A fire on the premises was the beginning of the end for the excitement at Rova Farms. Ultimately, the space was reduced to a Tuesday flea market.
Attorneys and insurance companies who may have never visited the once-booming resort are all too familiar with the name Rova Farms. A 1974 New Jersey Supreme Court case stands as precedential law for bad faith claims against insurance companies who fail to reasonably settle claims within policy limits.
The legal case involved a man who was paralyzed after he suffered injuries after jumping in the shallow end of the property’s lake. Rova’s insurance company refused to pay the $50,000 policy limits, and the case went to trial. The jury awarded the victim $225,000, and the resort went after their insurance company for the money, saying they acted in bad faith.
One of the visitors to the recent event at Rova Farms recalled the accident.
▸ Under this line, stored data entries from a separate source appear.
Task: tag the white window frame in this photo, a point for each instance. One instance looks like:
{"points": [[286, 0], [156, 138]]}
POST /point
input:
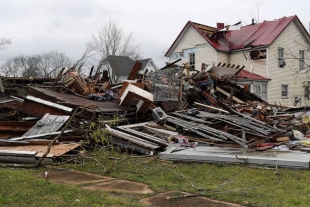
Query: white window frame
{"points": [[301, 59], [307, 92], [191, 59], [262, 93], [284, 85], [280, 56]]}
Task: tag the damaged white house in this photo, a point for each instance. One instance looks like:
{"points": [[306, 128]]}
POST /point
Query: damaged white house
{"points": [[276, 50]]}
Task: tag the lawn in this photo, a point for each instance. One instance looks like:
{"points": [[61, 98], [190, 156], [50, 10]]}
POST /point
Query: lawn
{"points": [[243, 184]]}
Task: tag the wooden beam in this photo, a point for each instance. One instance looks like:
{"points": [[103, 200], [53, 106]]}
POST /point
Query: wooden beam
{"points": [[228, 95]]}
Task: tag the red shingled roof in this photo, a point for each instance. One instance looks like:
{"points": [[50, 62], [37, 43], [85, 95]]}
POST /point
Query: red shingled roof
{"points": [[261, 34], [254, 35]]}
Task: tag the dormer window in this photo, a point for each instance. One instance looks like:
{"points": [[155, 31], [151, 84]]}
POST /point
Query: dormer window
{"points": [[192, 60], [281, 62]]}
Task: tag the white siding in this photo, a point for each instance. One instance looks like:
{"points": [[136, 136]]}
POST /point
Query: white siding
{"points": [[204, 53], [254, 66], [289, 74]]}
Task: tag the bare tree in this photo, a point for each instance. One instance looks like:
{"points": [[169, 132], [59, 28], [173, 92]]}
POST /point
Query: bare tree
{"points": [[51, 63], [83, 60], [4, 42], [112, 40], [45, 65]]}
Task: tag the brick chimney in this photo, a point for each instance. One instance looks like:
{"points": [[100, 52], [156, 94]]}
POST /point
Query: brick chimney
{"points": [[220, 25]]}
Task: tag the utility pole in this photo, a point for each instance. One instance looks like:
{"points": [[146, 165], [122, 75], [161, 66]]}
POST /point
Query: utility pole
{"points": [[1, 88]]}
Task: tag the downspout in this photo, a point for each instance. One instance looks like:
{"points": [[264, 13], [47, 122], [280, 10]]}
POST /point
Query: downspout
{"points": [[267, 72], [267, 62]]}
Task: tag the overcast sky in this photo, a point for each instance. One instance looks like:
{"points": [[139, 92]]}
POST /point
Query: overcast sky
{"points": [[37, 27]]}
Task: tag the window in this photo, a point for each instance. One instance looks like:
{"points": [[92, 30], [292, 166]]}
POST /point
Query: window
{"points": [[175, 55], [257, 90], [258, 54], [260, 89], [301, 59], [284, 91], [192, 60], [307, 92], [264, 91], [281, 62]]}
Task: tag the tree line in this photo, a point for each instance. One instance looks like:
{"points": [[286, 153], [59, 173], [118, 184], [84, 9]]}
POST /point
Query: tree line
{"points": [[107, 40]]}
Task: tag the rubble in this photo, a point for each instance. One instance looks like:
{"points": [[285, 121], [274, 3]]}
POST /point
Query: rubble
{"points": [[182, 114]]}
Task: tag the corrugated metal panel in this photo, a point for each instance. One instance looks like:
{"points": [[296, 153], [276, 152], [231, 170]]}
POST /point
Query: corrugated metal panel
{"points": [[48, 124]]}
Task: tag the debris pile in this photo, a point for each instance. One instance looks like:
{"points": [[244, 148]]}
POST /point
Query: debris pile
{"points": [[172, 110]]}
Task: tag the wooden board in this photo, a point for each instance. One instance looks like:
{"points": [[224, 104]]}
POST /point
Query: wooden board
{"points": [[57, 150]]}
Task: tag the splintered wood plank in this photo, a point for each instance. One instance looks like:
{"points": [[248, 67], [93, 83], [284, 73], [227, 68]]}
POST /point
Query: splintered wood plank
{"points": [[17, 152], [57, 150]]}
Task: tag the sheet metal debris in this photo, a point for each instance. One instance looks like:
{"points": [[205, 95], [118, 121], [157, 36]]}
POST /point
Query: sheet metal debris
{"points": [[184, 115]]}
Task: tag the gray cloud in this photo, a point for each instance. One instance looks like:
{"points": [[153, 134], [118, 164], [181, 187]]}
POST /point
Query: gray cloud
{"points": [[41, 26]]}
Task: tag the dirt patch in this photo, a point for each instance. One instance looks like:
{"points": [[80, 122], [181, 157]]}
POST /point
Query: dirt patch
{"points": [[121, 186], [73, 177], [161, 200]]}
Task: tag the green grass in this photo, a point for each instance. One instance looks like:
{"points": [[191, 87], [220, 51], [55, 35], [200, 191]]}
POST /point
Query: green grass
{"points": [[287, 187]]}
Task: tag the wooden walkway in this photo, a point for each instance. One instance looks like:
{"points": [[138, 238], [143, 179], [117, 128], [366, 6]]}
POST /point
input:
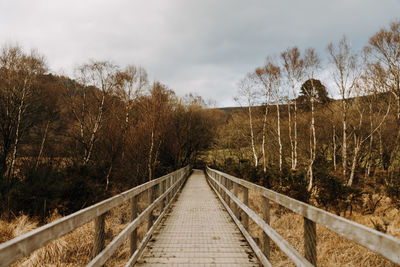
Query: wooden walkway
{"points": [[197, 232]]}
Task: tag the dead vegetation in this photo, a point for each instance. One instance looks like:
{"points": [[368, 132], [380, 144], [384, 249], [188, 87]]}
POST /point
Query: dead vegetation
{"points": [[332, 249], [75, 248]]}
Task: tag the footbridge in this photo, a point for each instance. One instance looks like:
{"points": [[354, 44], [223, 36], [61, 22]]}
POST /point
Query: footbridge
{"points": [[199, 218]]}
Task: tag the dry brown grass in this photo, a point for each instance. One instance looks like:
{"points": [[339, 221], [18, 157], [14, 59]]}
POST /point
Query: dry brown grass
{"points": [[75, 248], [332, 249]]}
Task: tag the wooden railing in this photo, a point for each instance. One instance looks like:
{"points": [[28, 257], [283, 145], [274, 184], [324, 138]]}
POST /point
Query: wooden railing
{"points": [[226, 188], [161, 192]]}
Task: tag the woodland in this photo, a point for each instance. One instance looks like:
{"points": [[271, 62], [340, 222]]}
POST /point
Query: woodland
{"points": [[67, 143], [337, 148]]}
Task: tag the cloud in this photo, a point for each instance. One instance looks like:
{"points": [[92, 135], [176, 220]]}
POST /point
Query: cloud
{"points": [[199, 46]]}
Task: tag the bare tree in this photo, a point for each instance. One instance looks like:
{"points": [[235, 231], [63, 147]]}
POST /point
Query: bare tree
{"points": [[101, 76], [312, 64], [293, 65], [270, 76], [247, 91], [19, 72], [346, 73], [385, 48]]}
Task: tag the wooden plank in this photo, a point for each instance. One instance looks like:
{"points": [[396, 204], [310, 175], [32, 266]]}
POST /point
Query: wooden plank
{"points": [[235, 207], [383, 244], [261, 257], [104, 255], [25, 244], [246, 202], [135, 256], [133, 237], [292, 253], [310, 241], [266, 217], [98, 234]]}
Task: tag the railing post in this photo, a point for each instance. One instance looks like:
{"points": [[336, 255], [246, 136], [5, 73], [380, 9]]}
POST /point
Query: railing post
{"points": [[227, 186], [98, 234], [151, 199], [163, 189], [246, 202], [133, 237], [310, 241], [235, 207], [266, 218], [168, 186]]}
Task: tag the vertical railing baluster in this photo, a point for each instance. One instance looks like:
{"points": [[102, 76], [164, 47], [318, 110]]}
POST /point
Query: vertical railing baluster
{"points": [[235, 207], [98, 234], [151, 199], [246, 202], [134, 212], [266, 218], [310, 241]]}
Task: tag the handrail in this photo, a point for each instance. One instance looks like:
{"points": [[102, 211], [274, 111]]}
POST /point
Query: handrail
{"points": [[383, 244], [167, 186]]}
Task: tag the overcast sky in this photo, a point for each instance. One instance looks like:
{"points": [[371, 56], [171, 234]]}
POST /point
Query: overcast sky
{"points": [[199, 46]]}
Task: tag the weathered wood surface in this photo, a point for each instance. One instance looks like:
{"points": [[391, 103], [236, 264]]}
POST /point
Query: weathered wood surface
{"points": [[23, 245], [261, 257], [197, 232], [291, 252], [383, 244], [102, 257]]}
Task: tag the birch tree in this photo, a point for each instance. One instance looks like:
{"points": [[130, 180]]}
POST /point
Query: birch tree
{"points": [[293, 66], [345, 74], [270, 76], [18, 73], [248, 92], [312, 64], [385, 48], [100, 77]]}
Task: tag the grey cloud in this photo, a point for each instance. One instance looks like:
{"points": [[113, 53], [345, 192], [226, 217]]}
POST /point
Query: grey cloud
{"points": [[200, 46]]}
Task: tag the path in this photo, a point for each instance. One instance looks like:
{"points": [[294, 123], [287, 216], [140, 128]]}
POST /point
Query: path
{"points": [[197, 232]]}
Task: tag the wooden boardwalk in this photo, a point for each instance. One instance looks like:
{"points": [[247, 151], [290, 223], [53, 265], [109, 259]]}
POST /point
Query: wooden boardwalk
{"points": [[197, 232]]}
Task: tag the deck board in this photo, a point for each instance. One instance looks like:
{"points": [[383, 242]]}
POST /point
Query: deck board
{"points": [[197, 231]]}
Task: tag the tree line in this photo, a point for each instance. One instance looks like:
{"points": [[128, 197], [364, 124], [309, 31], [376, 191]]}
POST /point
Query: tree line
{"points": [[66, 143], [292, 133]]}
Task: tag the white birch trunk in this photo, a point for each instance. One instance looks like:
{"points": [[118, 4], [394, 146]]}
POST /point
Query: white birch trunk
{"points": [[279, 135], [264, 137], [17, 131], [252, 137], [42, 145], [94, 131]]}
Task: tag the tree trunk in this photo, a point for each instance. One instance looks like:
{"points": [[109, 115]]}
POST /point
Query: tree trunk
{"points": [[42, 145], [149, 165], [279, 136], [295, 134], [94, 131], [344, 146], [290, 133], [108, 176], [252, 138], [334, 147], [17, 132], [264, 137], [313, 148], [357, 146]]}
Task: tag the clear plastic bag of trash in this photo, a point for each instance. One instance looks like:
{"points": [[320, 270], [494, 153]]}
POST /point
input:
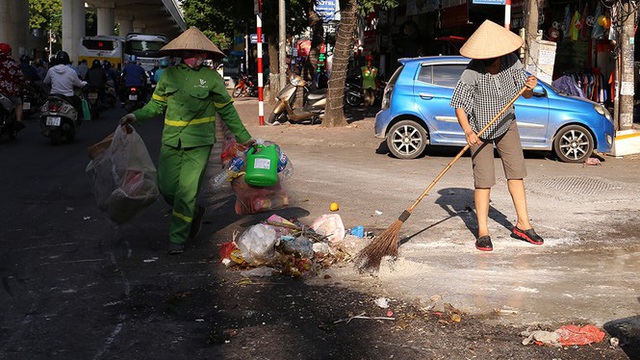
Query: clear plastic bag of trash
{"points": [[123, 175], [299, 246], [257, 244]]}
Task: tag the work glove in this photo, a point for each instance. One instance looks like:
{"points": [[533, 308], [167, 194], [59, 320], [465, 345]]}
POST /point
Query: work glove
{"points": [[249, 143], [127, 119]]}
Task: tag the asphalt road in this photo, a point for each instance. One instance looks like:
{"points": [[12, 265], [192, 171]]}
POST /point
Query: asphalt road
{"points": [[67, 273]]}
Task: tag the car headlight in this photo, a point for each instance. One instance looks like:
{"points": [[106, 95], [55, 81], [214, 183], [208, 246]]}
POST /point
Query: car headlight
{"points": [[600, 109]]}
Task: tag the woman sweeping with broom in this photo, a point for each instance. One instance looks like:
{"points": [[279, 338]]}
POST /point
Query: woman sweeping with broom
{"points": [[492, 82], [492, 78]]}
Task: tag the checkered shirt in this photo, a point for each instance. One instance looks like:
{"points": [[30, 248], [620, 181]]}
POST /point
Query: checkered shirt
{"points": [[482, 95]]}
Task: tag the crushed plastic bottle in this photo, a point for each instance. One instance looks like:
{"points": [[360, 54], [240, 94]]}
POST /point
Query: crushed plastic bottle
{"points": [[229, 172]]}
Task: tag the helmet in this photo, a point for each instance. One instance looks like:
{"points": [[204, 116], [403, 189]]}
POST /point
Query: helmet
{"points": [[5, 49], [62, 58]]}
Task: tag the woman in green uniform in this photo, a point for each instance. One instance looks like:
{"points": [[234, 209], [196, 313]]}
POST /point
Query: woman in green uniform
{"points": [[192, 95]]}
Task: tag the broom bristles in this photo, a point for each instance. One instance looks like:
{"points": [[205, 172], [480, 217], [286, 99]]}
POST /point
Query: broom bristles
{"points": [[386, 244]]}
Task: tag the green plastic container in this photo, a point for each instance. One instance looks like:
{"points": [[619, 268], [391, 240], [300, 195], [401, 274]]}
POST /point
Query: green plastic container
{"points": [[262, 165]]}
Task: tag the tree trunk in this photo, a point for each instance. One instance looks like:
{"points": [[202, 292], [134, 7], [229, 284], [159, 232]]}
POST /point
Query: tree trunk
{"points": [[317, 37], [334, 110]]}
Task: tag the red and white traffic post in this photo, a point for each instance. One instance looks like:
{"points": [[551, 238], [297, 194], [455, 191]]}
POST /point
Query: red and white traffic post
{"points": [[258, 11]]}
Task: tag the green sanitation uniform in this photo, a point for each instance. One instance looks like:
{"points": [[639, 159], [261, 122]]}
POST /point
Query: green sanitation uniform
{"points": [[191, 98]]}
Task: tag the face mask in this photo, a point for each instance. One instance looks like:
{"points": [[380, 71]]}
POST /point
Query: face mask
{"points": [[195, 61]]}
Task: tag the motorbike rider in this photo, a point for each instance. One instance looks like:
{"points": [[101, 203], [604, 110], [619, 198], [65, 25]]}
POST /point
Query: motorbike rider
{"points": [[11, 80], [63, 78], [97, 78], [134, 75], [32, 75], [193, 96], [163, 65]]}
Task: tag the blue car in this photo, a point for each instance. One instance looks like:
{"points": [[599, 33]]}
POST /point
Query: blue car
{"points": [[415, 113]]}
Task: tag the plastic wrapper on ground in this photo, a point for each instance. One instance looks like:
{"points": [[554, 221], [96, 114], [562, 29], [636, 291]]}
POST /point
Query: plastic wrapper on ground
{"points": [[329, 225]]}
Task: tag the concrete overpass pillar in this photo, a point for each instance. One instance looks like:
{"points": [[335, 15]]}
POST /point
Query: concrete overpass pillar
{"points": [[106, 20], [14, 26], [139, 26], [73, 27], [126, 26]]}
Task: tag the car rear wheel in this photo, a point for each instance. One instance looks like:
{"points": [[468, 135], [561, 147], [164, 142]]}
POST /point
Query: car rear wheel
{"points": [[407, 139], [573, 144]]}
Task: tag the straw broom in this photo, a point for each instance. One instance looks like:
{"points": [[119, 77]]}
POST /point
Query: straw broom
{"points": [[386, 244]]}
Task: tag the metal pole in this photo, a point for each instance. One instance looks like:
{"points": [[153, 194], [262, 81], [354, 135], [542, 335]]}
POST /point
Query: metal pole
{"points": [[260, 80], [507, 15], [282, 45]]}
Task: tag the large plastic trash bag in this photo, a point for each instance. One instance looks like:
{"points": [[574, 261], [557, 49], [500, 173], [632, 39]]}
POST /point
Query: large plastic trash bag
{"points": [[123, 175]]}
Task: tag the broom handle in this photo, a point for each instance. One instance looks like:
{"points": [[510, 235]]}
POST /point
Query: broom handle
{"points": [[405, 215]]}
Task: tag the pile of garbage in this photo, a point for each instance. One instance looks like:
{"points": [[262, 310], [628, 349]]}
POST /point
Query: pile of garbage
{"points": [[278, 245], [288, 247], [256, 175]]}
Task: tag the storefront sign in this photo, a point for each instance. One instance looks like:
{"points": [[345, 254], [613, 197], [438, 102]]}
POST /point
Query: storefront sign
{"points": [[489, 2], [327, 9]]}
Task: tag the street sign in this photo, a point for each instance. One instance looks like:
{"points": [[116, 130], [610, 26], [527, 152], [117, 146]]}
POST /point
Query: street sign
{"points": [[254, 38]]}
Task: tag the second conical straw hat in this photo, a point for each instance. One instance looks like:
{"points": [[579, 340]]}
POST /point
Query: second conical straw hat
{"points": [[490, 40], [193, 39]]}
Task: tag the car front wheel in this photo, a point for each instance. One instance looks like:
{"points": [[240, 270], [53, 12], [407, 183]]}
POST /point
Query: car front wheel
{"points": [[407, 139], [573, 144]]}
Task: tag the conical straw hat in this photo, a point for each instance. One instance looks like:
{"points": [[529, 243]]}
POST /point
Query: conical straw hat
{"points": [[490, 40], [193, 39]]}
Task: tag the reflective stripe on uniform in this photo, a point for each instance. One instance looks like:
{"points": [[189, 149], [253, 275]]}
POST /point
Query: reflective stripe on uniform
{"points": [[159, 98], [221, 105], [189, 122], [183, 217]]}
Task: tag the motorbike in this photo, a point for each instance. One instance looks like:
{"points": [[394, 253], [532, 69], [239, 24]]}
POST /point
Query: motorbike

Meanwhile, Tamara Worontsoff Woronczuk’s other memories went even further back in time and brought a smile to her face.
“I started coming here when I was six months old in 1944,” shared Woronczuk, whose grandparents immigrated to the states before the Russian Revolution. “I came every summer with my grandmother. We ate in the restaurant and danced every Friday and Saturday until our feet fell off.”
Woronczuk painted a picture of fun times with visitors exhibiting stylish and skillful dance moves from waltzes to cha chas and tangos. After years of enjoying her childhood and teen years at Rova Farms, Woronczuk earned the coveted title of Miss Rova Farms 1963.
According to Woronczuk, girls came from various branches that extended from New York, New Jersey, and Pennsylvania. The young ladies all arrived at the competition in limousines and were assigned escorts. The contest included a talent portion and an interview.
The recollection of years of fun times left Woronczuk with a feeling of nostalgia when she attended the event hosted by township officials.
“It was a very hard day for me,” Woronczuk said. “It was very sentimental because I spent well over 20 years there growing up, and everyone knew everyone; it was home away from home.”
“It was very sad to see it go downhill the way it did,” continued Woronczuk. “But I am so pleased that Jackson has purchased the land and is going to make it into something that people can continue to enjoy.”
The afternoon at Rova Farms last month treated interested guests to much more than information. Renewed life was infused into the property as dancers took to the stage in traditional garb, and a vocalist belted out original songs in the style of Belarusian Folklore.
Heritage plays a vital role in the legacy of Rova Farms, with the preservation of Russian artifacts a critical part of the township’s plans for reopening the property.